A quarter of century later, he founded what became the Association for Child and Adolescent Mental Health, the UK's leading organization in its field, publisher of the prestigious journal Child and Adolescent Psychology and Psychiatry – and sponsors of the annual lecture to be delivered this Friday by Michael Rutter.
It is tempting to explain Miller's drive and success in terms of his family background. His brother was a distinguished theologian and four adoring sisters nurtured his gentle approach. He was married to a novelist, Betty Spiro, and his doctor son, Jonathan, a polymath for different times, became a TV arts presenter and opera and theater director among much else, after early fame in Beyond the Fringe. Jonathan’s sister Sarah, who died in 2006, also worked in television but combined this with a notable standing as an expert in Rabbinical studies.
Miller is difficult to categorize. He dressed immaculately, as the epitome of a Harley Street consultant, deflecting attention from his private life as a polymath, painter, sculptor and specialist in Hebrew texts.
In his memorial tribute in the British Journal of Criminology, Edward Glover wrote “what is really fascinating about Emanuel’s spiritual and intellectual development is the conflict that lay between his almost occult religious aspirations and his compelling interest in natural science, magnified, as that doubtless was, by his powerful impulses of curiosity and his greed of knowledge. His painting and sculpture perhaps sought to capture those aspects of life that elude the descriptive power of the written word”.
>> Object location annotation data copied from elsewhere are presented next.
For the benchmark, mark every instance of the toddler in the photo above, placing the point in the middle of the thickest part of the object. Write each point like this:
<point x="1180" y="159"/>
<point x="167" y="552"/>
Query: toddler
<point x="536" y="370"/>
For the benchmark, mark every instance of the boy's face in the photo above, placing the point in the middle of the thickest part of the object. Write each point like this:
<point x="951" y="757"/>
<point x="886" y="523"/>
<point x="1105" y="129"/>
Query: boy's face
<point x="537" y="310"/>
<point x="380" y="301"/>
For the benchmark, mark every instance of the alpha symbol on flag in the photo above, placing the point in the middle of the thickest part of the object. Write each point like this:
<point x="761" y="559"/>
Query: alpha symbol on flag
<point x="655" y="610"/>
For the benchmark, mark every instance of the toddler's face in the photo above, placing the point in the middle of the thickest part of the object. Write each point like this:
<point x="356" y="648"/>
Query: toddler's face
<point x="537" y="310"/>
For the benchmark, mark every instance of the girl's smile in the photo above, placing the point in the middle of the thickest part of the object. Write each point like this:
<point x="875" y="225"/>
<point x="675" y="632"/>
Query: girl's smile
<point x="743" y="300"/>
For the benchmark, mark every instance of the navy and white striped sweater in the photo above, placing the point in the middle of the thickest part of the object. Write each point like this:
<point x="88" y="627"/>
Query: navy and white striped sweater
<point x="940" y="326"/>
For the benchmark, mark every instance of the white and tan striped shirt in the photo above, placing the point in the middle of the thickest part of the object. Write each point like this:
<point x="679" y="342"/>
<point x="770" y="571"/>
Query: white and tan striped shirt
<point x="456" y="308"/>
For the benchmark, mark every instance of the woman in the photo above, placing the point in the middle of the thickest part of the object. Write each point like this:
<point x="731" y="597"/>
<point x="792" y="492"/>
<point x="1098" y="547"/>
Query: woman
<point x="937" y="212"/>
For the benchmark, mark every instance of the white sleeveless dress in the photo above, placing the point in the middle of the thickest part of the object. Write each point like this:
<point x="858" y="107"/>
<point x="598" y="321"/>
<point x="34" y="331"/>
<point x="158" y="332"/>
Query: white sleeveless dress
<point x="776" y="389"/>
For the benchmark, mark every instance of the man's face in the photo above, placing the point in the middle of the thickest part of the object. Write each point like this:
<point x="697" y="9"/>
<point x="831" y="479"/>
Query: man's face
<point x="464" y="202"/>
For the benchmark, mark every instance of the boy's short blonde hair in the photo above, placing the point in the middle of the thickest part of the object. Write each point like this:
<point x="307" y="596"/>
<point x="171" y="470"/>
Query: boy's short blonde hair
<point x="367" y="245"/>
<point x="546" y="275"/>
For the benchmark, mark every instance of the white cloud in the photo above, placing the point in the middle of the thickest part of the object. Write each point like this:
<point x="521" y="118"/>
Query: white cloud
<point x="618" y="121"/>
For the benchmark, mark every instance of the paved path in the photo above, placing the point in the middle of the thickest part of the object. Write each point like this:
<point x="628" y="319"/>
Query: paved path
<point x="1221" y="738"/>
Emanuel Miller died in 1970. To appreciate his legacy, we have to consider the context of thinking about children before the Second World War. At the turn of the twentieth century, the causes of stress and insanity were seen as mostly physical in origin, and so symptoms were thought likely to be short-lived.
The establishment of universal education might have challenged this orthodoxy but it became focused on physical conditions, such as ear, nose, throat and speech problems, epilepsy and orthopedics that undermined progress in schools.
Even in the emerging discipline of psychology, much practice focused on the measurement of intelligence and categorization of subnormality rather than disorder and personality development.
Miller helped to change all of that.